Single by Al Dexter and His Troopers
- B-side: "Pistol Packin' Mama"
- Published: February 4, 1942 Peer International Corporation
- Released: March 1943
- Recorded: March 18, 1942
- Studio: CBS Columbia Square Studio, Los Angeles
- Genre: Country (Hillbilly), honky-tonk
- Length: 2:51
- Label: Okeh 6708
- Songwriter: Al Dexter

Al Dexter and His Troopers singles chronology
| "Honky Tonk Chinese Dime" (1942) | "Rosalita" (1943) | "So Long Pal / Too Late to Worry, Too Blue to Cry" (1944) |

= Rosalita (Al Dexter song) =

1943 single by Al Dexter and His Troopers

"Rosalita" is a 1942 song performed by Al Dexter and His Troopers.
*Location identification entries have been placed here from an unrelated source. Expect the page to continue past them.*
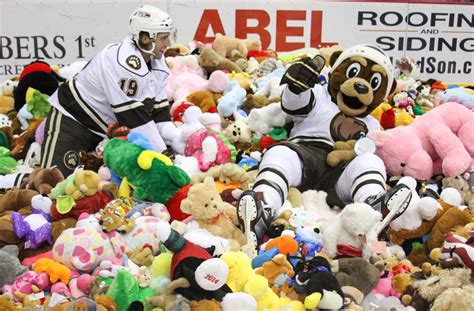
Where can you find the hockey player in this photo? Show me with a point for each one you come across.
(124, 83)
(360, 78)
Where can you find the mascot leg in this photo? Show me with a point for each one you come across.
(363, 177)
(280, 168)
(363, 180)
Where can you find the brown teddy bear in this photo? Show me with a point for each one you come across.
(272, 269)
(461, 183)
(205, 100)
(451, 218)
(227, 175)
(44, 180)
(255, 101)
(211, 213)
(224, 45)
(211, 61)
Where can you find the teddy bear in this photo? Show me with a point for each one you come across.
(454, 215)
(206, 275)
(232, 98)
(211, 61)
(458, 247)
(238, 132)
(276, 271)
(191, 124)
(205, 100)
(263, 120)
(155, 181)
(440, 142)
(224, 45)
(356, 272)
(418, 209)
(209, 148)
(211, 213)
(181, 85)
(44, 180)
(463, 184)
(7, 102)
(314, 278)
(112, 217)
(354, 227)
(227, 175)
(254, 101)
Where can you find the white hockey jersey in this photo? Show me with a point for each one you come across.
(118, 86)
(315, 116)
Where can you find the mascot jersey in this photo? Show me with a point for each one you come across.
(117, 85)
(316, 117)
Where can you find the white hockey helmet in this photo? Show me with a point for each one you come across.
(150, 19)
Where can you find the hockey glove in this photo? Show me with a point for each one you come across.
(303, 74)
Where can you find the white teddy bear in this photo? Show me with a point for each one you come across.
(263, 120)
(418, 210)
(190, 125)
(355, 226)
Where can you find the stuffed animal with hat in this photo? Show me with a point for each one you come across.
(206, 275)
(37, 75)
(361, 77)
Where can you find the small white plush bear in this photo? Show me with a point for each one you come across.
(418, 210)
(263, 120)
(238, 132)
(190, 125)
(354, 226)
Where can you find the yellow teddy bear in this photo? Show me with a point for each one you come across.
(240, 269)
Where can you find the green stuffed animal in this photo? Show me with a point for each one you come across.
(7, 163)
(38, 104)
(151, 178)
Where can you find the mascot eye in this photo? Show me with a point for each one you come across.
(376, 81)
(353, 70)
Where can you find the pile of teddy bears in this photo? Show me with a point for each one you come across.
(134, 229)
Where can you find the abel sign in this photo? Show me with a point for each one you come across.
(439, 36)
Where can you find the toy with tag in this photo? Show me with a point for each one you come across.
(207, 276)
(113, 216)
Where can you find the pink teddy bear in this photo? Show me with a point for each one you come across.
(441, 141)
(208, 148)
(23, 284)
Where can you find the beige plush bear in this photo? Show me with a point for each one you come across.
(224, 45)
(86, 183)
(211, 213)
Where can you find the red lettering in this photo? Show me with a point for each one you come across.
(316, 29)
(283, 30)
(209, 18)
(263, 20)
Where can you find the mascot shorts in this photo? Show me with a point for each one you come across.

It was recorded on March 18, 1942 at the CBS Studio at Radio Station KNX, Sunset Blvd., Hollywood, California with session musicians Frank Marvin, Johnny Bond and Dick Reinhart. It was released on Okeh Records #6708 in March 1943, paired with "Pistol Packin' Mama". After the "Most Played Jukebox Folk Records" chart was established on January 8, 1944, it remained for six months, peaking at #1 on March 11, 1944.